For a director of an agency that is saddled with the responsibility of regulating the oil industry to be churning out figures and dates that are often at variance, calls for serious concern.
“In October 2020, he set 40 billion barrels reserves target to be achieved in 2025; In July, he said 40 billion barrels would be attained in 2030 and in August, he set 50 billion barrels reserves target to be achieved in the short to medium term without given details of how the target would be met. This is disgusting, said an oil industry operator.
Analysts have however attributed this to the agency’s desperate moves to remain relevant in the post PIB era.
Recall that the Petroleum Industrial Bill (PIB), which was passed by the National Assembly on July 1, proposes the establishment of two regulators to oversee the upstream and downstream segments of the Nigeria’s oil and industry as against the current single-regulator model, where the DPR is the only agency that regulates activities in the petroleum industry.
If the bill is signed into law as it were, the DPR would be replaced by two regulatory agencies – the Nigerian Upstream Regulatory Commission (NURC) and the Nigerian Midstream and Downstream Petroleum Regulatory Agency (NMDPRA).
The upstream segment would be overseen by the NURC while the midstream and downstream segments would be regulated by the NMDPRA.
Ever since the passage of the bill, the DPR has embarked on intense lobby to get the relevant authorities jettison the idea  of two regulators for oil and gas industry.  
In recent times, the media has been awash with sponsored articles believed to have emanated from the DPR, suggesting that the creation of two regulators for the oil industry is unnecessary, a waste of Nigeria’s resources and could result in disunity among the regulators.
But stakeholders in the industry    welcomed the creation of two regulators given that the DPR, an agency responsible for regulating the sector,  has failed in its responsibility to ensure that rules and procedures are complied with by players in the oil and sector.
 
This they said, is evident in its mishandling of award of oil and gas operating licences, issuance of permit to establish petrol stations and gas plants to firms, monitoring of petroleum products importation as well as its inability to check fraudulent practices among oil marketers. 
Checks reveal that companies that lacked adequate manpower and skills bribed DPR officials to obtain oil block permits. Similarly DPR officials allegedly received bribe from firms and issued them licences to establish gas plants and fuel stations near residential areas without consideration to environmental hazards.

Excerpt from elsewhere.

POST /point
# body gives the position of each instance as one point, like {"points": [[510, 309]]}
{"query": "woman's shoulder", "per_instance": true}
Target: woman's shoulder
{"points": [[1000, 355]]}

One of DPR’s core mandates is to minimize and control pollution from the various aspects of petroleum operations, but it has failed in this regard.
A recent report on environmental risk management in Nigeria’s oil and gas sector titled “Review of the Environmental Guidelines and Standards for the Petroleum Industry in Nigeria found that “the regulatory oversight of the Nigerian oil industry has been extremely weak and does not currently align with international best practices on oil sector transparency and accountability.”
The passage of the PIB, which guarantees a stable fiscal environment for the petroleum industry will no doubt spur activities in the oil and gas sector. 
The DPR, as it were is too weak to handle the challenges that will come with this. 
This is why the emergence of two different  regulatory bodies for the upstream and downstream segments of the oil and gas industry is a very welcome development.